Le Voltigeur et le Cul-de-jatte Antoine Le Bailly (1756 - 1832)

Balancé dans les airs sur sa corde fragile,
Un Voltigeur, non moins hardi qu'agile,
D'un peuple immense attirait les regards ;
Les bravos répétés volaient de toutes parts.
Au même lieu se trouve un Cul-de-jatte,
Qui plaint son malheureux destin,
Et maudit la nature ingrate
Qui lui donna des pieds en vain.
-Hélas ! disait-il en lui-même,
Puisqu'il n'est pas en mon pouvair
D'imiter ce sauteur, si je le voyais choir,
Que ma joie en serait extrême !
Le sort, par un étrange cas,
Fait arriver la chose ainsi qu'il le désire.

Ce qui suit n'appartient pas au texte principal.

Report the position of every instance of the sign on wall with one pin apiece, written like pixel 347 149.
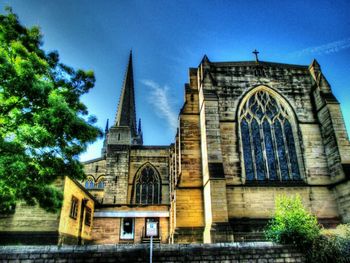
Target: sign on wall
pixel 152 229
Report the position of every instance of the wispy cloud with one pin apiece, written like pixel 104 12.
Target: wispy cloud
pixel 325 49
pixel 162 104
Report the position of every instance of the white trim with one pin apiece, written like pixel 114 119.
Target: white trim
pixel 131 214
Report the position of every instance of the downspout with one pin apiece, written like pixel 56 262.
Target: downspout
pixel 83 205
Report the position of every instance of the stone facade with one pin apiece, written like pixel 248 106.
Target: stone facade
pixel 245 252
pixel 219 180
pixel 233 206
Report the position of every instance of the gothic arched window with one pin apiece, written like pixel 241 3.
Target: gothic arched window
pixel 267 135
pixel 148 186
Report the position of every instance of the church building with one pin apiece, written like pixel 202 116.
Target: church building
pixel 248 132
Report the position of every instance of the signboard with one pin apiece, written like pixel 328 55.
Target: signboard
pixel 152 229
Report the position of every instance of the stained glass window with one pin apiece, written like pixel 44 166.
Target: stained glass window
pixel 268 143
pixel 147 186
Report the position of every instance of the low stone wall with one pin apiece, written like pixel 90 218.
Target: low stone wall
pixel 261 252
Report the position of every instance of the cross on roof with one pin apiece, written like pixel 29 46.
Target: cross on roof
pixel 255 52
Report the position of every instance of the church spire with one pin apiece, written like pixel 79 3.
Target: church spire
pixel 126 115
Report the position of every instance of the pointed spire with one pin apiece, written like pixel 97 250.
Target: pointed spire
pixel 205 59
pixel 126 115
pixel 139 131
pixel 107 127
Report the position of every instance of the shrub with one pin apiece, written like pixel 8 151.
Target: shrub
pixel 333 245
pixel 292 224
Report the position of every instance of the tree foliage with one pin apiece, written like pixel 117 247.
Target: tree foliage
pixel 292 224
pixel 43 124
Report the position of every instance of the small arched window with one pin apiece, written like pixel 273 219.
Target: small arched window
pixel 267 132
pixel 147 186
pixel 90 183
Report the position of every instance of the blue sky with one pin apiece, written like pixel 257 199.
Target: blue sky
pixel 168 37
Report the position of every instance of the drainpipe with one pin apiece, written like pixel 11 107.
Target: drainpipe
pixel 83 205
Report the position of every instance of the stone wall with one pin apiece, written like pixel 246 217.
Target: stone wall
pixel 221 252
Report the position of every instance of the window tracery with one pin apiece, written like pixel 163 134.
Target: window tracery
pixel 268 143
pixel 148 186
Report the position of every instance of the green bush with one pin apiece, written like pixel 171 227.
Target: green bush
pixel 292 224
pixel 333 245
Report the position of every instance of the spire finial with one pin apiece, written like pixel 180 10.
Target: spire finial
pixel 107 127
pixel 126 114
pixel 255 52
pixel 139 128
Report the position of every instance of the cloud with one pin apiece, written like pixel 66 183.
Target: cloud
pixel 325 49
pixel 162 103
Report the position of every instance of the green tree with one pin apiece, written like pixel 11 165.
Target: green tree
pixel 43 124
pixel 292 224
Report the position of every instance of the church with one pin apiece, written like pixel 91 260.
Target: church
pixel 248 132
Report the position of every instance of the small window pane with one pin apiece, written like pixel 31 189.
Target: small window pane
pixel 247 152
pixel 258 153
pixel 127 228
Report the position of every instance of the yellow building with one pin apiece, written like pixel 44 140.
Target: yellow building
pixel 247 132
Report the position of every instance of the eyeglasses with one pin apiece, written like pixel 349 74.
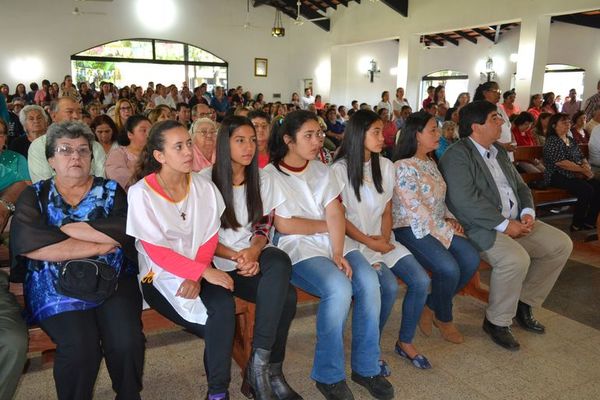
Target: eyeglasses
pixel 67 151
pixel 207 133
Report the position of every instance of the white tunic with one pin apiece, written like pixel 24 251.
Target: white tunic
pixel 366 215
pixel 238 239
pixel 307 194
pixel 153 219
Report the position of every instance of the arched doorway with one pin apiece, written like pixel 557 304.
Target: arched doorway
pixel 455 83
pixel 138 61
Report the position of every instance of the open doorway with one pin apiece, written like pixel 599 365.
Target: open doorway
pixel 455 83
pixel 560 78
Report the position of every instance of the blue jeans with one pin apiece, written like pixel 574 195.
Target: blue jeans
pixel 451 269
pixel 321 277
pixel 417 286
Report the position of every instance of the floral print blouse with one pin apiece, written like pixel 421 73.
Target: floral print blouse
pixel 419 200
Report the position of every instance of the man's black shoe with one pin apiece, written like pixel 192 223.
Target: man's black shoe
pixel 335 391
pixel 377 385
pixel 526 320
pixel 501 335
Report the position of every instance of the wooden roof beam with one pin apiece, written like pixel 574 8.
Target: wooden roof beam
pixel 467 36
pixel 483 33
pixel 448 38
pixel 400 6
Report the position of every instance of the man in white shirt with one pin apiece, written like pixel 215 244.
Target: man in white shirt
pixel 307 99
pixel 571 104
pixel 385 103
pixel 399 102
pixel 594 148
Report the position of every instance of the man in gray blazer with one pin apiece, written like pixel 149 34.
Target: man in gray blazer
pixel 495 207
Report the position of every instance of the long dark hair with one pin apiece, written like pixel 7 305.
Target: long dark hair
pixel 222 175
pixel 288 126
pixel 407 144
pixel 105 119
pixel 130 125
pixel 353 150
pixel 554 119
pixel 484 87
pixel 147 164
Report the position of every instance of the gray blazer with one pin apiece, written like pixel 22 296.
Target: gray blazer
pixel 473 196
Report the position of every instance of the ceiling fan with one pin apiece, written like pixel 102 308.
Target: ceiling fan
pixel 77 12
pixel 300 20
pixel 247 23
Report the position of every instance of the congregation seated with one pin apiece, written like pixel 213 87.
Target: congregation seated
pixel 489 198
pixel 35 123
pixel 121 161
pixel 58 222
pixel 566 168
pixel 64 109
pixel 106 132
pixel 333 197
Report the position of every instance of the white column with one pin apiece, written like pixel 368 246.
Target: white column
pixel 533 56
pixel 409 62
pixel 339 76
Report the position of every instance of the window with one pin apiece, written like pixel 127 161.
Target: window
pixel 455 83
pixel 560 78
pixel 138 61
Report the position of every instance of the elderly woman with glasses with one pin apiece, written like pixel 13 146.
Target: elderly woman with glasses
pixel 75 223
pixel 566 168
pixel 204 138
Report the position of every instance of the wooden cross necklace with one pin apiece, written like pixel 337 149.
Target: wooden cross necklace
pixel 181 210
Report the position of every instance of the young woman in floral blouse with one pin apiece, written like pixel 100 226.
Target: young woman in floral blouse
pixel 423 223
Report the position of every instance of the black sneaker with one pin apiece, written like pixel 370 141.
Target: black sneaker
pixel 335 391
pixel 377 385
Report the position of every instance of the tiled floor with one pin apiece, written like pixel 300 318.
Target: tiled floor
pixel 562 364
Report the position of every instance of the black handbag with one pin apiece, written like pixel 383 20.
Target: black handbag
pixel 87 279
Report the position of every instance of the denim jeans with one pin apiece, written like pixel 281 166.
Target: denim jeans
pixel 451 269
pixel 321 277
pixel 417 286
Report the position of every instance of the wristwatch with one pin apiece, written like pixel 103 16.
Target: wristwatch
pixel 9 206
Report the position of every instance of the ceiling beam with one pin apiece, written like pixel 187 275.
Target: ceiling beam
pixel 317 4
pixel 591 21
pixel 483 33
pixel 305 12
pixel 330 4
pixel 448 38
pixel 434 40
pixel 400 6
pixel 467 36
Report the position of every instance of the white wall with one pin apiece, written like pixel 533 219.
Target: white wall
pixel 351 65
pixel 44 34
pixel 578 46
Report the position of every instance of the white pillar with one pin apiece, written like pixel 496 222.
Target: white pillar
pixel 339 76
pixel 533 56
pixel 409 62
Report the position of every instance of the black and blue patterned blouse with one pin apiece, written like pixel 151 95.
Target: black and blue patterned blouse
pixel 555 150
pixel 103 207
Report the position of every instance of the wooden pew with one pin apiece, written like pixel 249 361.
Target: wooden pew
pixel 153 322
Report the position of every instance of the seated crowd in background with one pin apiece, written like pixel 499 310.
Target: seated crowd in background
pixel 78 160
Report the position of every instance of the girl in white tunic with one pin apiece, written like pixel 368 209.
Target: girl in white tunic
pixel 368 185
pixel 325 263
pixel 260 272
pixel 174 215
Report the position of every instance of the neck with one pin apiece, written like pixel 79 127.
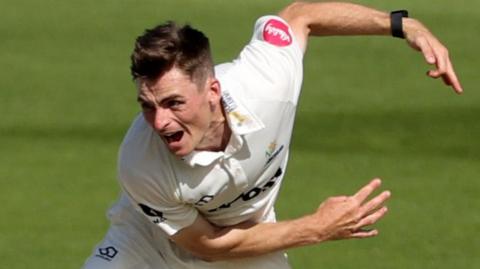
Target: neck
pixel 218 134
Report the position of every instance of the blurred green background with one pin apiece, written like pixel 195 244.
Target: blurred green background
pixel 367 109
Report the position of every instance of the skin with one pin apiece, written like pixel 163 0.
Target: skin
pixel 198 114
pixel 174 103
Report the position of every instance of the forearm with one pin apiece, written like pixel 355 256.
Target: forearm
pixel 337 18
pixel 251 239
pixel 264 238
pixel 339 217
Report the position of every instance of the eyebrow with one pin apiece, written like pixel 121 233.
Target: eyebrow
pixel 141 99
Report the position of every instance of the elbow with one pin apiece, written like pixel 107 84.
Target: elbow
pixel 212 253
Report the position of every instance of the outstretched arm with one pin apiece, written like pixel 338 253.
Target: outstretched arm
pixel 334 18
pixel 340 217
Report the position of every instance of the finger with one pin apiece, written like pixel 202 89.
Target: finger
pixel 453 79
pixel 374 203
pixel 365 191
pixel 364 234
pixel 372 218
pixel 426 50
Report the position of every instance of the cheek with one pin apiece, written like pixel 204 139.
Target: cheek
pixel 149 117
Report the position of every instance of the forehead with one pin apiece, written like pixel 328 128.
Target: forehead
pixel 171 82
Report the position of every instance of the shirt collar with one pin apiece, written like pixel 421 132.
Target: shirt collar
pixel 241 122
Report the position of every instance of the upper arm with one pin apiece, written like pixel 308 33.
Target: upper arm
pixel 292 14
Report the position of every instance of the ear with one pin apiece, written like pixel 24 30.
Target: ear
pixel 214 92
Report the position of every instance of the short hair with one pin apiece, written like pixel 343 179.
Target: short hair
pixel 168 45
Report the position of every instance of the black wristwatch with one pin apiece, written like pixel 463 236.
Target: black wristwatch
pixel 396 22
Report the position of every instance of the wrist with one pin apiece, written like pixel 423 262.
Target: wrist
pixel 396 23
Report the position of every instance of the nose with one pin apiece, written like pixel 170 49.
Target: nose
pixel 162 119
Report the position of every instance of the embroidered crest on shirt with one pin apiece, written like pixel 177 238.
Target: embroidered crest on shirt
pixel 276 33
pixel 239 117
pixel 272 152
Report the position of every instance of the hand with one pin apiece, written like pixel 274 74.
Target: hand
pixel 344 217
pixel 435 53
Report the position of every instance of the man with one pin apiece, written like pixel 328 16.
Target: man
pixel 202 166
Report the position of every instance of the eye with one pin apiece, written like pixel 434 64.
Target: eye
pixel 146 107
pixel 174 103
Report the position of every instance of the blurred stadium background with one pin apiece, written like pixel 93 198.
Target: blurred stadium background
pixel 367 109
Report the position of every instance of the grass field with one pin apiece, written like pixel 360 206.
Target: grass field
pixel 367 109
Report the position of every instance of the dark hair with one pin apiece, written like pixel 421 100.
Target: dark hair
pixel 168 45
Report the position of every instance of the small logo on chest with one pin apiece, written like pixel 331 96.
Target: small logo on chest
pixel 272 152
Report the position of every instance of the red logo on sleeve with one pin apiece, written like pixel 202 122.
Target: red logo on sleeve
pixel 276 33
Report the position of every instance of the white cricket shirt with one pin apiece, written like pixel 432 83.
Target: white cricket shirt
pixel 260 90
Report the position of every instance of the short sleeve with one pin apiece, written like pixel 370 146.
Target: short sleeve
pixel 147 179
pixel 271 65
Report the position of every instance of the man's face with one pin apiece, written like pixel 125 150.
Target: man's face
pixel 178 109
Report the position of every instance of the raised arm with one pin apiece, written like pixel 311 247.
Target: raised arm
pixel 334 18
pixel 340 217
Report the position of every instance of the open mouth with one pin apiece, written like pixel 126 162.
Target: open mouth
pixel 173 137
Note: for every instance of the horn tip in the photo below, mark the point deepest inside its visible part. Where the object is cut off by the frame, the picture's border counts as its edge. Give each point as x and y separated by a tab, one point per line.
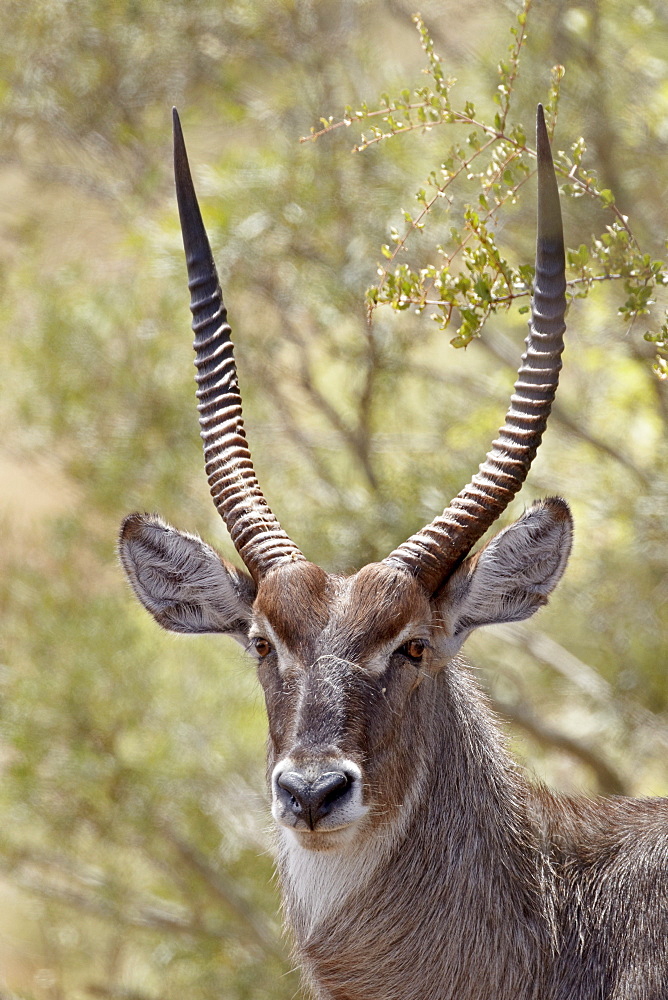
542	139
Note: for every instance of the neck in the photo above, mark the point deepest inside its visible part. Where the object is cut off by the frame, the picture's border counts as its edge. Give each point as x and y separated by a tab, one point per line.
453	883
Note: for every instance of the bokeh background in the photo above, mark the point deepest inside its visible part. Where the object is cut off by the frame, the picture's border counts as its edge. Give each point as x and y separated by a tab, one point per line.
135	852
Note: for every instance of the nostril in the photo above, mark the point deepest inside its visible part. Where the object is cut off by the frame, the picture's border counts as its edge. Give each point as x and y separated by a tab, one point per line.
330	787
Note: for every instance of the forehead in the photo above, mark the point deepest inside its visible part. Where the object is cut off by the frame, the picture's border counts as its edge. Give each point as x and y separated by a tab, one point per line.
307	608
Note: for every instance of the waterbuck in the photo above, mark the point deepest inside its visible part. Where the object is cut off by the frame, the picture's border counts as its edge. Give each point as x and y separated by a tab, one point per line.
416	861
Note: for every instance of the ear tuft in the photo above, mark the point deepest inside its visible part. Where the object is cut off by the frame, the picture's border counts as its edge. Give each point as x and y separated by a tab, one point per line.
513	575
182	581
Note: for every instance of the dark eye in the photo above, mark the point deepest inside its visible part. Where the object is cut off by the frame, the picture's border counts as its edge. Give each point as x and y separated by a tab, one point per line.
413	649
262	647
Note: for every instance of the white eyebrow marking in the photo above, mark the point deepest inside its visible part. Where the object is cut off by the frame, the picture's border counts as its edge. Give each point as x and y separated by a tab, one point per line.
378	662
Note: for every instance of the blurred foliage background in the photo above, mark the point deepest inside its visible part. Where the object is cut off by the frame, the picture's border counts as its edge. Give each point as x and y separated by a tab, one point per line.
135	853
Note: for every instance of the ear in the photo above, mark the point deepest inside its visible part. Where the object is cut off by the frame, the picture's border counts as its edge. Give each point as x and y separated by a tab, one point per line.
512	576
183	582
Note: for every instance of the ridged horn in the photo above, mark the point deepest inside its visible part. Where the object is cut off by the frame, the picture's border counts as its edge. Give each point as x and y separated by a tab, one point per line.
255	531
437	549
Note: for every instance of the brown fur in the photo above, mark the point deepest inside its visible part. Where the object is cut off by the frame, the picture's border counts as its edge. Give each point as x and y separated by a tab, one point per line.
439	873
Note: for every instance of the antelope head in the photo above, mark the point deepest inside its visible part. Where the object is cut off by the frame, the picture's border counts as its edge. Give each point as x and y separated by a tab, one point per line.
348	664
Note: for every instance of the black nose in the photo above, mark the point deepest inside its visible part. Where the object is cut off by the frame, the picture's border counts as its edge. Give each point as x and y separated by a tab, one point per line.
311	800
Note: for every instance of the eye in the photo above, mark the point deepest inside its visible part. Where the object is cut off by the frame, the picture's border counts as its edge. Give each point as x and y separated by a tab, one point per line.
262	647
413	649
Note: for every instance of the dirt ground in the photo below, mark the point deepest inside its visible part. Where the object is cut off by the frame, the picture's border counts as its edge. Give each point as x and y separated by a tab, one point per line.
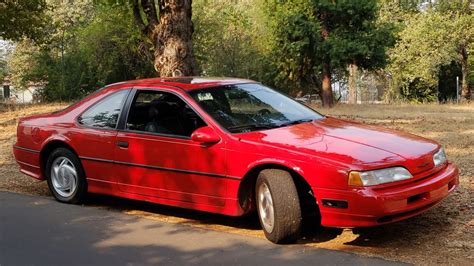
443	235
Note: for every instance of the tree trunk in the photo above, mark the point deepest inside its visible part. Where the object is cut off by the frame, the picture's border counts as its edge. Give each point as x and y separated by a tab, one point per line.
465	89
171	35
353	71
326	90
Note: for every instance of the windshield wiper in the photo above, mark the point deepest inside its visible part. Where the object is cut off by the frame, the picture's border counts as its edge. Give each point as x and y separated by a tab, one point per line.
295	122
252	126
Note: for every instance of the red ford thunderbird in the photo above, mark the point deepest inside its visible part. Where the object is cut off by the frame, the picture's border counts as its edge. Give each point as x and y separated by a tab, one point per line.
231	146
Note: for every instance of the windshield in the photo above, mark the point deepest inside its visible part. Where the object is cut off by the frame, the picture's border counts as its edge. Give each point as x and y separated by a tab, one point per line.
250	107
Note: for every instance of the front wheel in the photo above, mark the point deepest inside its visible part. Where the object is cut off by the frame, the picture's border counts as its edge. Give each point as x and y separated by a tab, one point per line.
278	206
65	176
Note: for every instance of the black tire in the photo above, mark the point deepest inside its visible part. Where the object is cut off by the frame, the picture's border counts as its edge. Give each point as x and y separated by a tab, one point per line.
286	206
80	191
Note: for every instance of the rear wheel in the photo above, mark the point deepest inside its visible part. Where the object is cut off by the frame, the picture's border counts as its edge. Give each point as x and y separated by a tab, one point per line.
278	206
65	176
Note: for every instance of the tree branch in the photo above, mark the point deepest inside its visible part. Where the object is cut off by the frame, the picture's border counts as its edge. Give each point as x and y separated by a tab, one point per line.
138	17
149	9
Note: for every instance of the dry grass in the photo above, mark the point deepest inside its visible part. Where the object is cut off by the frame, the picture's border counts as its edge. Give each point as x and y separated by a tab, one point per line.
444	235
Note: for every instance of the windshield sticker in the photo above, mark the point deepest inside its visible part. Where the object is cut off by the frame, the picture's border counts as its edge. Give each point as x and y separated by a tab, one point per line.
205	96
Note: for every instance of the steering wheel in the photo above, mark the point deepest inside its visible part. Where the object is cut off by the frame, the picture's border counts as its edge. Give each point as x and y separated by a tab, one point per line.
261	113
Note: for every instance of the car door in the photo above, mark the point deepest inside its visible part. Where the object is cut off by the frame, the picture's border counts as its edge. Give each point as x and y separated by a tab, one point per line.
94	139
156	157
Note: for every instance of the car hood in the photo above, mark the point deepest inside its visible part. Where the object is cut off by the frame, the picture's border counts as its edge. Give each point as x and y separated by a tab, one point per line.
351	143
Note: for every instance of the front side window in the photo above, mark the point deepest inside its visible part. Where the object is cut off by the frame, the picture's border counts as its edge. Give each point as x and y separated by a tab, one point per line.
249	107
105	113
162	113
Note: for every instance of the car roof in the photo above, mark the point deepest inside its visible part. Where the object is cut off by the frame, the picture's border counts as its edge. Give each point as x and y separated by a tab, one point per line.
185	83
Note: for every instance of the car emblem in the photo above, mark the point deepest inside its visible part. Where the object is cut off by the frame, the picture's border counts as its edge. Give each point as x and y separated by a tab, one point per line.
423	165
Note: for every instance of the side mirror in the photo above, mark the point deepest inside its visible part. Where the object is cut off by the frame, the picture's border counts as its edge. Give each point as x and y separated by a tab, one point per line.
205	135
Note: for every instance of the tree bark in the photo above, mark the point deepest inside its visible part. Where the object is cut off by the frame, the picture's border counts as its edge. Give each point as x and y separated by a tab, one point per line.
353	71
465	89
326	90
171	35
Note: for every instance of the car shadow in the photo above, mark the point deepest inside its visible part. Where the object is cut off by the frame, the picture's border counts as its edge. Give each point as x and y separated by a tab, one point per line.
419	231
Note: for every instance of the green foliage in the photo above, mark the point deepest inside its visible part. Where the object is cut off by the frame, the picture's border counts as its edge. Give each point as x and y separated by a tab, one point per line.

Le pied manque au sauteur ; voilà mon homme à bas,
Et le Cul-de-jatte d'en rire
Aux éclats.
L'autre lui dit : Mon pauvre hère !
Je gémis sur ton sort ; à quoi bon rire ainsi ?
Pour un seul de mes tours qui n'a point réussi,
Penses-tu qu'au public j'en ai moins droit de plaire ?
Va, crois-moi, cesse de railler ;
Il ne sied pas d'ailleurs à qui ne sait rien faire
De se moquer des gens qui savent travailler.